Cona, l’opposizione al sindaco: medico di famiglia, il problema va risolto

“Un consiglio aperto alla cittadinanza per affrontare la delicata questione dei medici di base nel territorio conense”. La richiesta, formalizzata al sindaco con una mozione, è dei consiglieri di Intesa per Cona Franco Necchio e Antonio Bottin.

Opposizione Cona
Opposizione Cona

A fine febbraio, prima dell’acuirsi dell’emergenza sanitaria legata al coronavirus, i due hanno infatti sollecitato il Comune a indire una riunione pubblica alla presenza anche del direttore generale dell’Ulss 3 Serenissima Giuseppe Dal Ben, dell’assessore regionale alla Sanità Manuela Lanzarin e del presidente della V commissione Sanità della Regione Fabrizio Boron.

Il problema è semplice da spiegare e, forse, anche da risolvere: Cona, con l’avvicendamento tra il dottor Jean Haddad e l’attuale medico di Cona Mauro Scaravelli, è rimasta tagliata fuori dal servizio di medicina integrata.

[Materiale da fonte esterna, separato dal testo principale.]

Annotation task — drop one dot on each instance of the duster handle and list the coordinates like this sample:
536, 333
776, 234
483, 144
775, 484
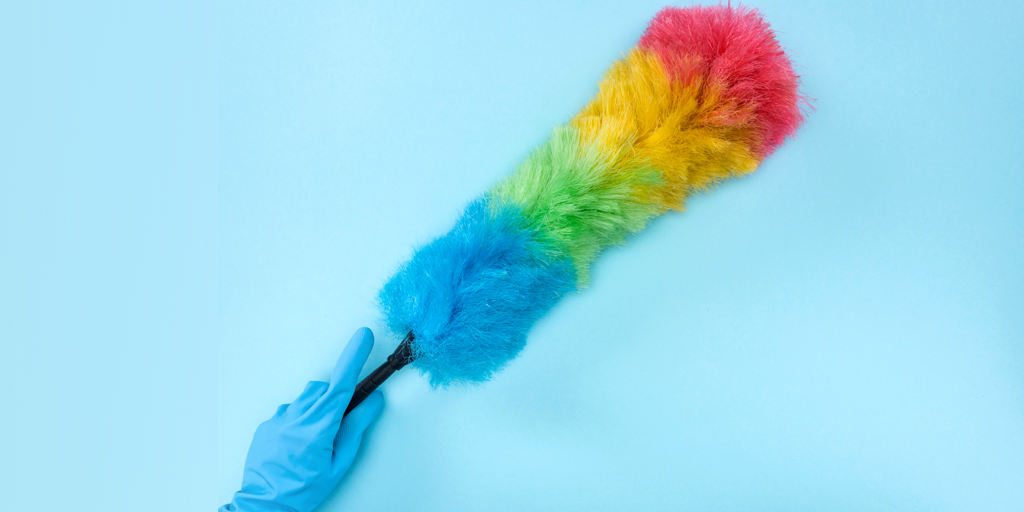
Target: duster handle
401, 356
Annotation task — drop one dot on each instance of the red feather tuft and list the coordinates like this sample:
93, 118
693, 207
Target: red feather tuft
735, 49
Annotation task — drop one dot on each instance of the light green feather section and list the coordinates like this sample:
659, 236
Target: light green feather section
580, 199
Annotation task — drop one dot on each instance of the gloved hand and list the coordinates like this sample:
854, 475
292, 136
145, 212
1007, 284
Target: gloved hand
298, 457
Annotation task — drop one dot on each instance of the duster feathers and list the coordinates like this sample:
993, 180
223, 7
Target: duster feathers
707, 94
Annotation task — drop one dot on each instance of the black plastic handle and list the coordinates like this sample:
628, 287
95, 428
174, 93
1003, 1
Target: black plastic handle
401, 356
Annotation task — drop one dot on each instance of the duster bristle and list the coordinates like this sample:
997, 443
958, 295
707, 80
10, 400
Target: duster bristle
707, 94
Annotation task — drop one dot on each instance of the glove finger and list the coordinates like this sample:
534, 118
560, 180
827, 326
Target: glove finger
282, 410
345, 376
312, 392
352, 427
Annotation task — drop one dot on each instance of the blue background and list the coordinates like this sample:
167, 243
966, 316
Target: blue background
840, 331
198, 204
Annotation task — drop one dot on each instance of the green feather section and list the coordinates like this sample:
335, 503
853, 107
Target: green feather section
577, 200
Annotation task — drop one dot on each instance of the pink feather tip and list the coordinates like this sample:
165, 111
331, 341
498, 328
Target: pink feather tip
735, 48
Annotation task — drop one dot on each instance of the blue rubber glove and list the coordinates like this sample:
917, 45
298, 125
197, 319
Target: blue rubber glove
299, 456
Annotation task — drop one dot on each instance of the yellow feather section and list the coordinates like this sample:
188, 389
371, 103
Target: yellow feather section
684, 129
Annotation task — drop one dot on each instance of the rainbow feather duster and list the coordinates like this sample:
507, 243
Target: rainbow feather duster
707, 94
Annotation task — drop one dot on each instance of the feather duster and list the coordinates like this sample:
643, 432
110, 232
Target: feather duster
706, 95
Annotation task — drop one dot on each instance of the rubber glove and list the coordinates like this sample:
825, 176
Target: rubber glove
300, 455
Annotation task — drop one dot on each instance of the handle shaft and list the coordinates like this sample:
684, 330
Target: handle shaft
401, 356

Di conseguenza, i pazienti non hanno accesso ai servizi e ai benefici del servizio, come l’apertura degli ambulatori dalle 8 alle 20.

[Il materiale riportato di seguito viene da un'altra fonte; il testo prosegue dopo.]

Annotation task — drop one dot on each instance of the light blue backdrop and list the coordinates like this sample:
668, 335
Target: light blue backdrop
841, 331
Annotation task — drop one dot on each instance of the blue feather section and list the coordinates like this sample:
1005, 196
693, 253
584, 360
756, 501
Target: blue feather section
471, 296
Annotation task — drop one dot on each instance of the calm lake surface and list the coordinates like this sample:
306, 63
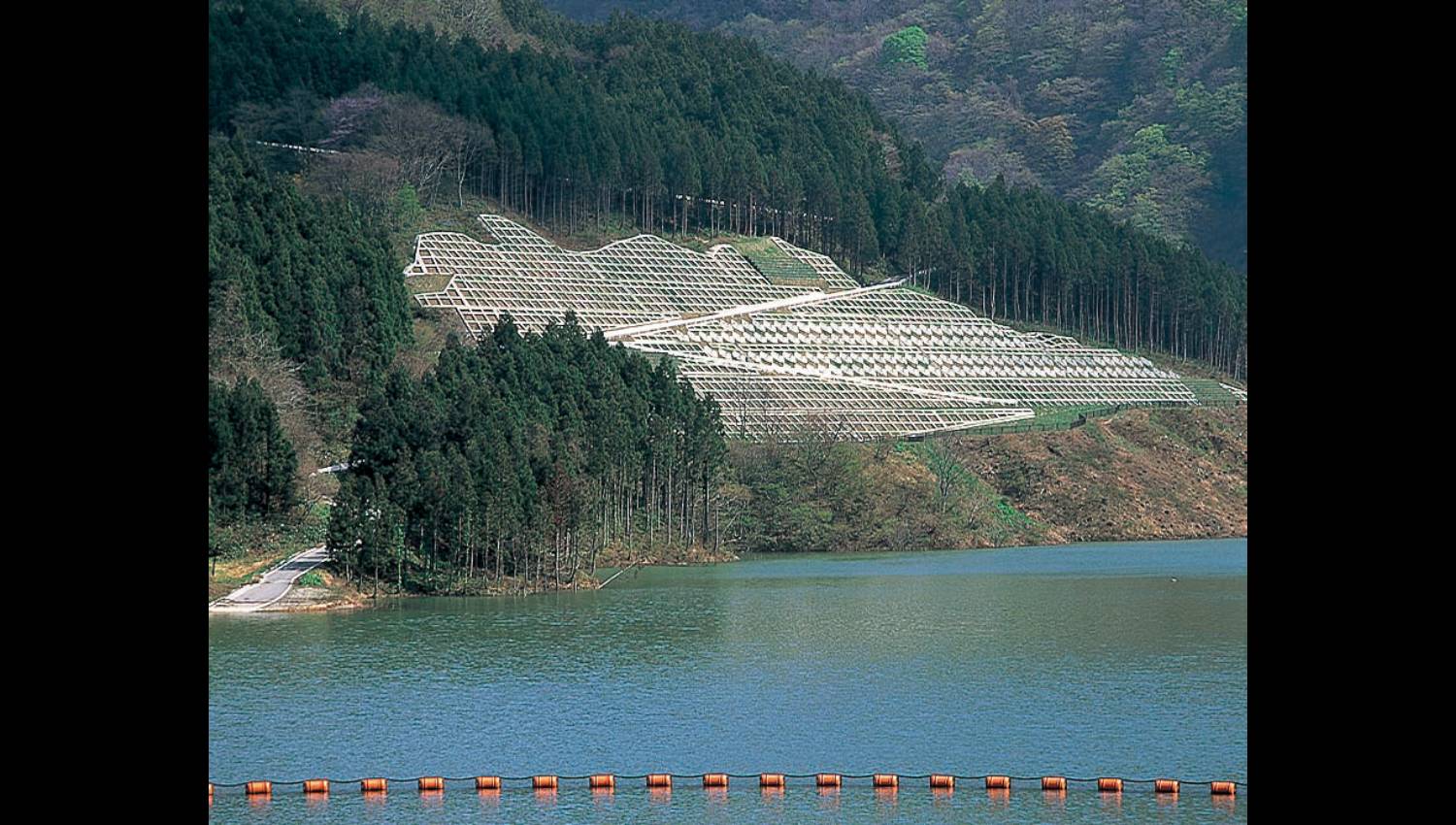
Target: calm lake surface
1079, 661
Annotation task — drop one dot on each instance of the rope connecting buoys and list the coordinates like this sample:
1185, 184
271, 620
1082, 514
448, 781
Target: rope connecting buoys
999, 784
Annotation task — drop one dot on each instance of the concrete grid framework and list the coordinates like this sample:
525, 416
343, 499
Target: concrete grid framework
785, 355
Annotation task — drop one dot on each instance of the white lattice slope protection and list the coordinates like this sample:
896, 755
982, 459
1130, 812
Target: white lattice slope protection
785, 354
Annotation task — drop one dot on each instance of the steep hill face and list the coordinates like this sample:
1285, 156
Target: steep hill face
1135, 107
1141, 475
1132, 476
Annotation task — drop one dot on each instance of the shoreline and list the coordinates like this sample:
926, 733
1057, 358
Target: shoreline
338, 595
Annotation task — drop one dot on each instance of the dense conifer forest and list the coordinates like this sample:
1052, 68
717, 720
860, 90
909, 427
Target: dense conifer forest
524, 457
681, 131
520, 460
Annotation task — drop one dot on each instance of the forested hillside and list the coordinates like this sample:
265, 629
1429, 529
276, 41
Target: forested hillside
681, 131
1138, 107
524, 457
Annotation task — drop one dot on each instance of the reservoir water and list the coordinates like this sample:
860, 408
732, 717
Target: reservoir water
1082, 661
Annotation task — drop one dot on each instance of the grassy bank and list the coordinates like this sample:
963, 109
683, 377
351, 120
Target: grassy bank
245, 551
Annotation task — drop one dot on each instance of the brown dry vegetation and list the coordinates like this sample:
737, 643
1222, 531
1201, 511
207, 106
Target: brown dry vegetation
1139, 475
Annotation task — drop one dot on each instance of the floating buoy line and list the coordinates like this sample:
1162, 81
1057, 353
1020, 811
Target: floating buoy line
608, 783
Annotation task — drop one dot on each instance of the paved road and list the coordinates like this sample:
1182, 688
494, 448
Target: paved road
274, 585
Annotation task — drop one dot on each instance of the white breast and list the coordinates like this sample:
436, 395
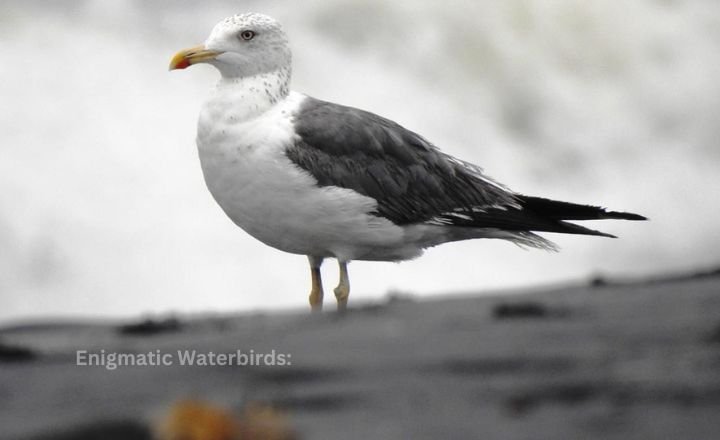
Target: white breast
242, 152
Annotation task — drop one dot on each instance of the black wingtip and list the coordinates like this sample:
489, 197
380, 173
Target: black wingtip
625, 216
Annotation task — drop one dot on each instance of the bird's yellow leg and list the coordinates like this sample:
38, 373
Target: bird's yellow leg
342, 291
316, 293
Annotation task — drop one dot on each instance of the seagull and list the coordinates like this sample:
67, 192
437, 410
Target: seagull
324, 180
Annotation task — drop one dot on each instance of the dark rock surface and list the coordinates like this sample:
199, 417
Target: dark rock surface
624, 361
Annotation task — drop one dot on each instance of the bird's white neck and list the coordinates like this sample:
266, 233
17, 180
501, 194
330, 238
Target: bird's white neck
253, 95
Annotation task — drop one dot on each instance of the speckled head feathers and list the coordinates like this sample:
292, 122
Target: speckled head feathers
251, 44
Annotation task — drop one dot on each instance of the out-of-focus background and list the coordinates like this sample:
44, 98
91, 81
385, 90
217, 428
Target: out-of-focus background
103, 209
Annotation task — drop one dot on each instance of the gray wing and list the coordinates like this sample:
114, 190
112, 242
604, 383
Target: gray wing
411, 179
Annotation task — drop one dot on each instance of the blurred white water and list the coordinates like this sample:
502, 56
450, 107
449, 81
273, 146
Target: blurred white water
103, 210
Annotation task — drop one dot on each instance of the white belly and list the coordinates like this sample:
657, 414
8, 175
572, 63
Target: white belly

Cona, il problema medico di base

“Il dottore ha fatto sapere di aver chiesto l’ammissione alla medicina integrata ma ancora non è stato possibile” fa sapere il consigliere Bottin, che si augura di poter trovare presto una soluzione in quanto “a tutt’oggi Cona è a pieno titolo all’interno dell’Ulss 3 Serenissima e la salute dei cittadini è una priorità per qualsiasi amministrazione”. (g.f.)